Trevor Davies, pro vice-chancellor for research, enterprise and engagement, proposed “the idea that we should do something”, Professor Jones went on, and vice-chancellor Edward Acton found Owen Sheers, who had done an MA in creative writing at UEA. The latter agreed to write what became?The Trick?and interviewed all the people involved.
As the production developed, Professor Jones and his wife “had a couple of Zoom sessions with the actors and saw them in real life on the Norfolk coast. We were amazed by how well they had got our mannerisms and quirks. They could just turn it on during the filming. Jason Watkins watched my performance at the House of Commons select committee and I gave him a link to a talk I had given at a university, where he saw me being more ‘normal’ than in the House of Commons.”

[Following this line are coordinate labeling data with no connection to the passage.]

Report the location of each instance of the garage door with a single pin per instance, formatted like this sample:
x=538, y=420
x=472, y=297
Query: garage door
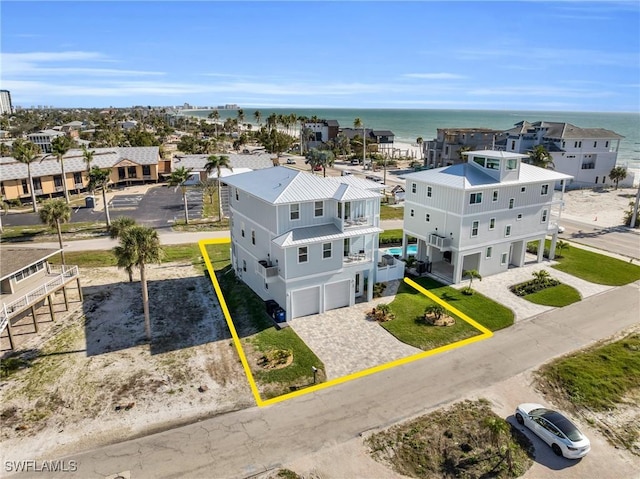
x=305, y=302
x=337, y=295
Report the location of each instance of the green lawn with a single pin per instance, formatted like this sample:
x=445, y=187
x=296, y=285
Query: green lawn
x=556, y=296
x=256, y=330
x=597, y=268
x=409, y=306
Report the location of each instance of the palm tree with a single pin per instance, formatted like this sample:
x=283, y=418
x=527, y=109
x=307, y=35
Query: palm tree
x=139, y=246
x=471, y=274
x=87, y=155
x=420, y=141
x=53, y=213
x=540, y=157
x=617, y=174
x=59, y=147
x=99, y=178
x=27, y=152
x=358, y=123
x=178, y=177
x=217, y=163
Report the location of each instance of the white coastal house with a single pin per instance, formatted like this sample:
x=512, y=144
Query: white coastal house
x=587, y=154
x=307, y=242
x=480, y=215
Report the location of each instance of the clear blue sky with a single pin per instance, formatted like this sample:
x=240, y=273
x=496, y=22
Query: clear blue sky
x=498, y=55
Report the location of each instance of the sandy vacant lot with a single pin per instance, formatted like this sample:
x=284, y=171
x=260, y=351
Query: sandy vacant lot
x=98, y=381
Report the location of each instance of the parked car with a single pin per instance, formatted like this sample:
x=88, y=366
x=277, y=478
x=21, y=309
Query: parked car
x=555, y=429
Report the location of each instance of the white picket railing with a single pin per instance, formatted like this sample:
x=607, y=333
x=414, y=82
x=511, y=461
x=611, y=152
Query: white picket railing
x=65, y=272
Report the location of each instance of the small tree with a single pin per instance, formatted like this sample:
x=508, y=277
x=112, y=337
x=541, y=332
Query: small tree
x=178, y=178
x=617, y=174
x=471, y=274
x=53, y=213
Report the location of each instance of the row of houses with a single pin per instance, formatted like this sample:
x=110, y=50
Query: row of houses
x=587, y=154
x=311, y=243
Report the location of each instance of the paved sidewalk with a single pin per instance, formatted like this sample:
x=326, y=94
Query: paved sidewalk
x=347, y=342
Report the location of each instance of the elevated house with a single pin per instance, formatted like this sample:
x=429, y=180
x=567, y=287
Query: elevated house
x=128, y=165
x=307, y=242
x=28, y=282
x=447, y=148
x=480, y=215
x=587, y=154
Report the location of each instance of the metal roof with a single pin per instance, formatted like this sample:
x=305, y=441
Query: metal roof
x=281, y=185
x=74, y=161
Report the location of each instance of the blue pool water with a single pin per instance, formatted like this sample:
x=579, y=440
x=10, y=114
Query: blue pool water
x=412, y=250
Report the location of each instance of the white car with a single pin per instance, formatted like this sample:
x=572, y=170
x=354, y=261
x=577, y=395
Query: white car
x=555, y=429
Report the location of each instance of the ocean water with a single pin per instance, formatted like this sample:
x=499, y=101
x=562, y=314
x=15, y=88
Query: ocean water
x=409, y=124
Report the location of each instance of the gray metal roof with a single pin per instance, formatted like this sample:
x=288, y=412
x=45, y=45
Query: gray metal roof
x=320, y=234
x=74, y=161
x=197, y=162
x=464, y=176
x=17, y=259
x=281, y=185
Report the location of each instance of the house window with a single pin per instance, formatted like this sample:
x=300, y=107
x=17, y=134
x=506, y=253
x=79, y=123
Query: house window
x=475, y=198
x=294, y=212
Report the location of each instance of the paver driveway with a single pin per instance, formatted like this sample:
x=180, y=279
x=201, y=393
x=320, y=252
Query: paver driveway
x=347, y=342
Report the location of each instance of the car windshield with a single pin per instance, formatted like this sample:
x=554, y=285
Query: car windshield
x=567, y=427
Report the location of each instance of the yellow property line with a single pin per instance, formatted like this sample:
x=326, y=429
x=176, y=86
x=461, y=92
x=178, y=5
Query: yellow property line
x=485, y=333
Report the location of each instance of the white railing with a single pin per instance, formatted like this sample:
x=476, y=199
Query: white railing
x=65, y=272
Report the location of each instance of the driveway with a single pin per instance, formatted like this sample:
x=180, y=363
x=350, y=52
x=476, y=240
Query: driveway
x=347, y=342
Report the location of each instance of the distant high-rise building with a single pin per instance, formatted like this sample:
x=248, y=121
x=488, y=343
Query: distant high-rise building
x=5, y=102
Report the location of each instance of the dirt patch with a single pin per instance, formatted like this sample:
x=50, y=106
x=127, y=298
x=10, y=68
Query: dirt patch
x=96, y=380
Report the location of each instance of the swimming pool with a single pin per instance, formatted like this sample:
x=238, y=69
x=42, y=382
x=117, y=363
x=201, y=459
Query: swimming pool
x=412, y=250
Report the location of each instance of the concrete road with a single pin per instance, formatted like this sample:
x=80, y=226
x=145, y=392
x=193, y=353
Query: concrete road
x=249, y=441
x=618, y=239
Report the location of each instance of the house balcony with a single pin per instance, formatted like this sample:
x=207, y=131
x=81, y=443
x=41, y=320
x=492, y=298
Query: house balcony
x=16, y=303
x=267, y=270
x=440, y=242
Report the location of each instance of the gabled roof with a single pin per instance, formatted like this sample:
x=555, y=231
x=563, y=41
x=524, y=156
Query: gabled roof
x=281, y=185
x=74, y=161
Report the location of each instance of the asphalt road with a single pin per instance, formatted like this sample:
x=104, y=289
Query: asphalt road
x=253, y=440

So why did Professor Jones believe that he had been subject to time-wasting and hostile, rather than legitimately scientific, requests for information?
“We presented our temperature data as a gridded product,” he replied, covering a larger area of land rather than just single points. “Most scientists were very happy to use our data and didn’t want the individual station data underlying that.” So it seemed a bit suspect when people started putting in repeated requests for such data.
“If they’d read the scientific literature beforehand,” Professor Jones explained, “they would have realised that an individual station is less important…We have about 7,000 or 8,000 stations now, but they are not independent of each other. Some are very close together and are going to be very similar. You don’t need thousands of stations to produce a global temperature record. About a hundred will do if they are well spaced around the world.”
Furthermore, comparing data sets produced by the ECU, the National Weather Service in the US and the Nasa Goddard Institute for Space Studies had convinced Professor Jones that the central claim of climate science was “just so robust – and we used to send people papers to read about why it was so robust. They didn’t seem to want to listen to that.”
After seeing him in action, Professor Jones also gave Mr Watkins the ultimate academic accolade: “He certainly does his research.”